A senior government official who was not authorized to speak publicly about cabinet decision-making said there is a large consensus in the country about the importance of fighting climate change and diversifying the economy. The Greens and the NDP have similar environmental policies as the Liberals, and the Bloc Québécois would likely support some of the environmental agenda.
A study by Clean Energy Canada says the green energy sector in this country has been growing faster than the rest of the economy, at 4.8 per cent compared with 3.6 per cent annually between 2010 and 2017. In 2017, clean energy accounted for 298,000 jobs and is on track to employ 559,400 Canadians by 2030.
Liberal insiders say they expect Finance Minister Bill Morneau to stay in the top economic post. They say he has the confidence of Bay Street and understands the importance of the green economy.
Innovation is the second-most important economic cabinet post. It is now held by Toronto-area MP Navdeep Bains, but Mr. Trudeau’s inner circle believes it should go to a Quebecker, insiders say. The province currently does not have a minister in a substantial economic portfolio. Infrastructure Minister François-Philippe Champagne is said by the insiders to be in line for Innovation. He is an international trade lawyer with overseas business experience.
Liberal insiders say Foreign Affairs Minister Chrystia Freeland could move to Intergovernmental Affairs, as the federal government deals with regional tensions after the Oct. 21 federal election. Ms. Freeland was born and raised in Alberta and has been a strong performer in Mr.

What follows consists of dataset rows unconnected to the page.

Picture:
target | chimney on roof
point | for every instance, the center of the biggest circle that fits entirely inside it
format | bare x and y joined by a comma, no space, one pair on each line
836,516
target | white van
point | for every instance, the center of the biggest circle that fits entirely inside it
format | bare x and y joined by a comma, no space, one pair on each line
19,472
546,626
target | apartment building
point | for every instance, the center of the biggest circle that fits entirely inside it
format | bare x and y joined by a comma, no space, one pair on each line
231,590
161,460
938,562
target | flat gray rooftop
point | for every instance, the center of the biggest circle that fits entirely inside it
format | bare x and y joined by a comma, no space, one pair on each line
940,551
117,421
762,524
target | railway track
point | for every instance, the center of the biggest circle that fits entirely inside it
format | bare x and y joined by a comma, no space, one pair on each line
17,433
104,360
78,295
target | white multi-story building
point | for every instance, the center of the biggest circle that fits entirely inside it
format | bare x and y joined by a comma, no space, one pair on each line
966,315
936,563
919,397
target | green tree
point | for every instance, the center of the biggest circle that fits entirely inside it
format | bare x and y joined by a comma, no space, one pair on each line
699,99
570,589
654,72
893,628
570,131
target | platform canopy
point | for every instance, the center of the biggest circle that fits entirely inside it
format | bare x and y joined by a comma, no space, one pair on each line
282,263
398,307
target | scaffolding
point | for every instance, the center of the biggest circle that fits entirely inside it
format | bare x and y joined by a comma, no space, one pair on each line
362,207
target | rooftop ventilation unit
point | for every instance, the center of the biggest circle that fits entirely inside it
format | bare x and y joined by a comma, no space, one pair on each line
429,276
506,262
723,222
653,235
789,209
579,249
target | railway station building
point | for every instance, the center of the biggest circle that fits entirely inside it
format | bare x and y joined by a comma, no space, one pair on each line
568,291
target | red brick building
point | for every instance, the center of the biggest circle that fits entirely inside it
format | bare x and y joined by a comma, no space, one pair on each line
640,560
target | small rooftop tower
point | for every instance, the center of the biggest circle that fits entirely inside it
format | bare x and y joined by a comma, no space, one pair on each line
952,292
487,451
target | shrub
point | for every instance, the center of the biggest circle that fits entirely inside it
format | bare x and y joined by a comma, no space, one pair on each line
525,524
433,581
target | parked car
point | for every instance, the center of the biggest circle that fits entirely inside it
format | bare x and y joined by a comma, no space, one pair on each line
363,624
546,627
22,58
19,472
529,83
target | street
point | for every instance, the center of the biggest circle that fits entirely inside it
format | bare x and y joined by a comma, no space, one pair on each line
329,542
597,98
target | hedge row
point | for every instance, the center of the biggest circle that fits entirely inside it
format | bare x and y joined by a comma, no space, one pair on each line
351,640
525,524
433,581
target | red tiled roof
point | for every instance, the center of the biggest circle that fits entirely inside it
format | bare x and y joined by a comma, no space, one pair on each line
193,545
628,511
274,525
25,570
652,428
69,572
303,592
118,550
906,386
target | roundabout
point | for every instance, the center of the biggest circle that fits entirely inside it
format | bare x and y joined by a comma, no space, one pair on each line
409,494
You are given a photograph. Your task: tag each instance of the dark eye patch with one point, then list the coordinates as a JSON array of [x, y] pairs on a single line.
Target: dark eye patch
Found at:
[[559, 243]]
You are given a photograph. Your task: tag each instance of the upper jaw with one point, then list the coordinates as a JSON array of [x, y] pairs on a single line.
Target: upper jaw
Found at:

Trudeau’s cabinet.
The premiers of Alberta and Saskatchewan oppose Ottawa’s carbon tax, are demanding immediate completion of the Trans Mountain pipeline expansion project and calling for reform of equalization payments. When energy company Encana Corp. announced last week that it was moving its corporate headquarters from Calgary to Denver, Alberta Premier Jason Kenney blamed Mr. Trudeau and his policies.
Intergovernmental Affairs portfolio has not had a full-time minister since Dominic LeBlanc was diagnosed last April with non-Hodgkin’s lymphoma. Mr. LeBlanc had treatment and the sources say he likely will return to cabinet in a less onerous job.
Sources said Environment Minister Catherine McKenna, an international lawyer, would be a good fit at Foreign Affairs, or in Justice, which has to handle environmental legal cases such as provincial challenges to the federal carbon tax. Insiders say Fisheries Minister Jonathan Wilkinson of Vancouver is a likely candidate for Environment.
Steven MacKinnon, who represents Gatineau and is a former national director of the Liberal Party, and veteran Ottawa MP David McGuinty, are under consideration for the role of House Leader, Liberal insiders say.
Mr. Trudeau said his new cabinet will still have the same number of men and women.